The U.S. Attorney — relying on information provided by the Federal Bureau of Investigation and the Bureau of Alcohol, Tobacco, Firearms and Explosives — would not file a criminal complaint against a police officer without being sure of the evidence.
The potential to further disrupt the community and the department by failing to get a conviction is simply too high for federal prosecutors to file charges on a mere roll of the dice.
And, in the least, Foster, by the conduct described by a federal agent in the criminal complaint, has not met the minimum standards required of someone to wear the uniform, badge and weapon of a sworn police officer.
Foster’s arrest is also a stain on the Fresno Police Department, but not one that should stoke public cynicism or a loss in confidence in Police Chief Jerry Dyer’s leadership or the other officers under his command.
By most every yardstick of police performance, the department has performed well despite the loss of many officer positions since the real-estate bubble burst in 2008 and propelled Fresno to the brink of bankruptcy early in Mayor Ashley Swearengin’s first term.
As Dyer noted in a news conference Friday, complaints against police officers declined 16% and officer-involved shootings were down 27% in 2014 from the previous year in a department that handles an average of 1,150 calls for service daily.
Moreover, Swearengin said that FBI agents involved in the case said Foster’s criminal activity did not involve other Fresno police officers and was “an isolated incident.”

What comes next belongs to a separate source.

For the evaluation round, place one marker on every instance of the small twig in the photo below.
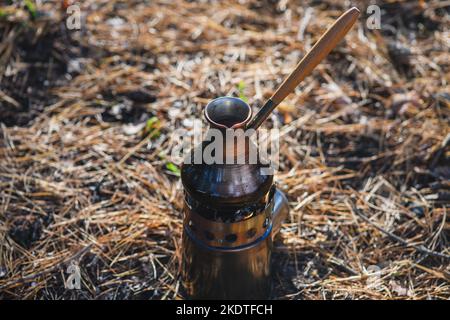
(419, 248)
(49, 270)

That should reassure residents. However, Swearengin and Dyer must fully review Foster’s work over the year that he was investigated by federal authorities to see if his alleged criminal activities influenced decisions he made as deputy chief.
They must share the results of that review with the public, as well as the results of an internal affairs investigation into Foster that Dyer ordered after Foster’s arrest. Dyer said that he expected the investigation to be completed within two weeks.

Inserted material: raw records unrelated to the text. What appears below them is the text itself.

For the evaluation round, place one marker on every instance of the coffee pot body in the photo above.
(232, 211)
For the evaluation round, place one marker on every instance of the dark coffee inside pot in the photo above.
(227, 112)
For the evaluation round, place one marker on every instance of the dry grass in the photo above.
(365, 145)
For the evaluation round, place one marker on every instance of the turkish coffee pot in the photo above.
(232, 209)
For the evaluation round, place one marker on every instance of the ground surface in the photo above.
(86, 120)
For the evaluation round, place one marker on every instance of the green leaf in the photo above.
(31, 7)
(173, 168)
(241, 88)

While we understand the chief’s motives for expediting the investigation, it should not conclude before all of the important questions are answered. No. 1 on the list: How could a deputy chief, whose office is located three feet from Dyer’s, allegedly engage in a multistate drug trafficking conspiracy without anyone else in the department knowing about it?

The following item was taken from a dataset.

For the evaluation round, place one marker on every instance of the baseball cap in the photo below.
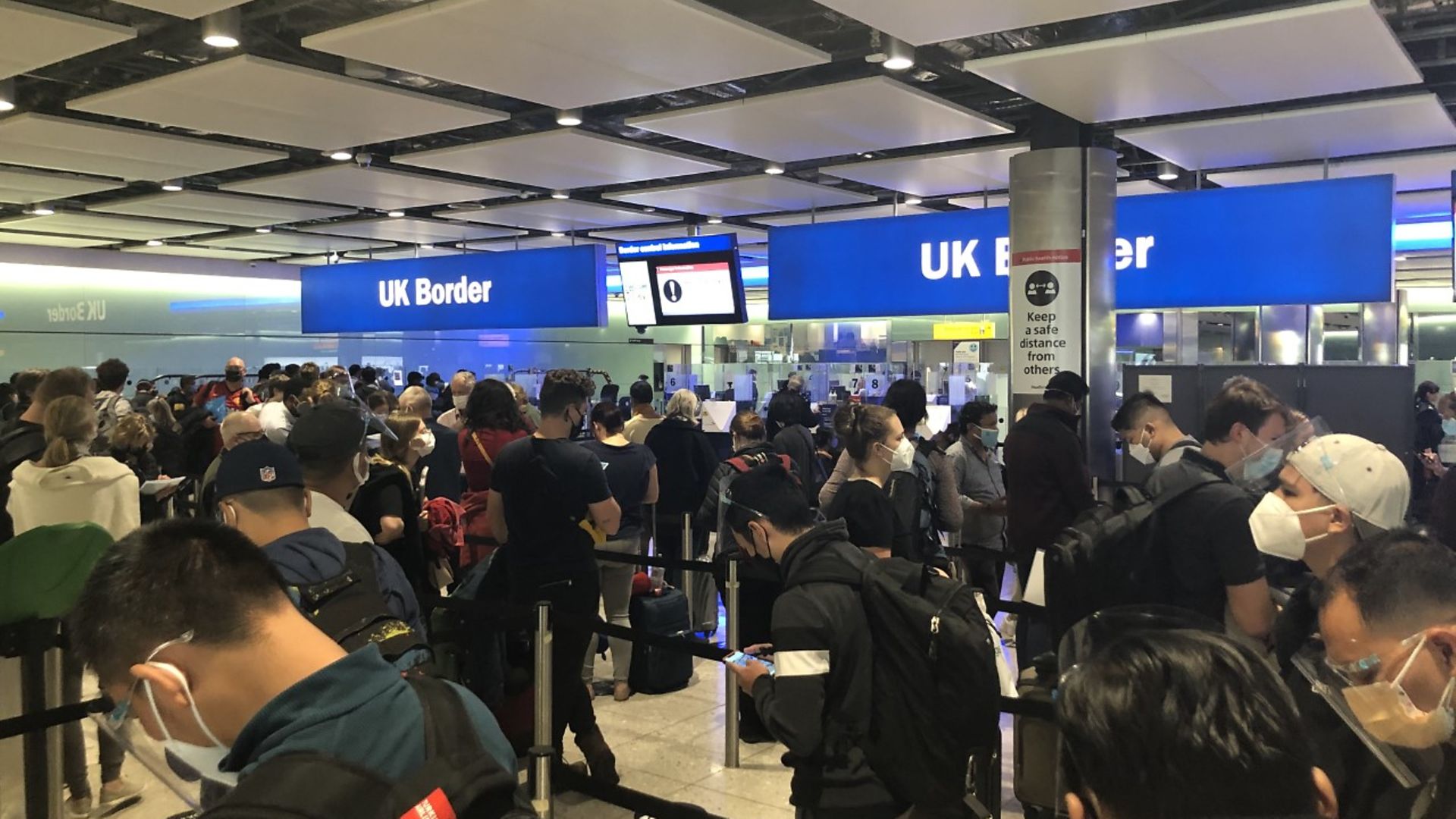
(256, 465)
(1357, 472)
(332, 426)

City officials also said that Fresno’s independent police auditor, Rick Rasmussen, would review the situation to see if there were warning signs that should have been noticed by Dyer and others about Foster’s behavior.
While Fresno area residents debate Foster’s arrest and speculate about what drove his fall from grace, the department must go about the challenging job of keeping our community safe.
We ask that you support these men and women at this difficult time with a kind word. Most of them never make headlines. They just quietly protect us and serve us. And just like the rest of us, they are searching for answers as to why Keith Foster betrayed the immense trust placed in him.